Eight archaeologists last week plunged into the Seine from a bridge in Paris in a mock mass suicide to protest against reforms they claim will endanger archaeological research and destroy their profession.
They were among about 80 public-sector archaeologists demonstrating against legislation that will allow private contractors to bid for "preventive excavations". These are exploratory digs to check whether the land is of archaeological interest. They have to be carried out before projects such as motorways, airports and housing estates can be built. Developers, whether public or private, foot the bill for the excavations.
Recent finds include Gallic horse tombs near Clermont-Ferrand and a cemetery dating from 300-200BC in a hospital compound in a Paris suburb.

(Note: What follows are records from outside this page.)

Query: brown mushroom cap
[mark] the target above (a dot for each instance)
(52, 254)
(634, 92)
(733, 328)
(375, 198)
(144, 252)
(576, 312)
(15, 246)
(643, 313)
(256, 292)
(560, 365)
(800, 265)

But the system has faced problems. Before 2002 the law had been vague, with some transactions breaking down when developers refused to pay for digs, and archaeologists' official status was unclear. A new act established a statutory framework and set up the Institut national de recherches archeologiques preventives (INRAP) to coordinate excavations and employ 1,500 archaeologists to carry them out.
It also formalised charges, leading many developers to complain to MPs that they were too high. In December last year, parliament voted to cut the charges by a quarter. This move was strongly condemned by archaeologists'
unions, which said INRAP would not be able to operate.
Since the reductions took effect in January, many archaeologists on short-term contracts have been fired and work on some sites has been halted.
Now the government has approved new legislation, intensifying archaeologists' anger. While the service will ostensibly remain public, private firms will be allowed to bid for projects and developers will choose who to employ.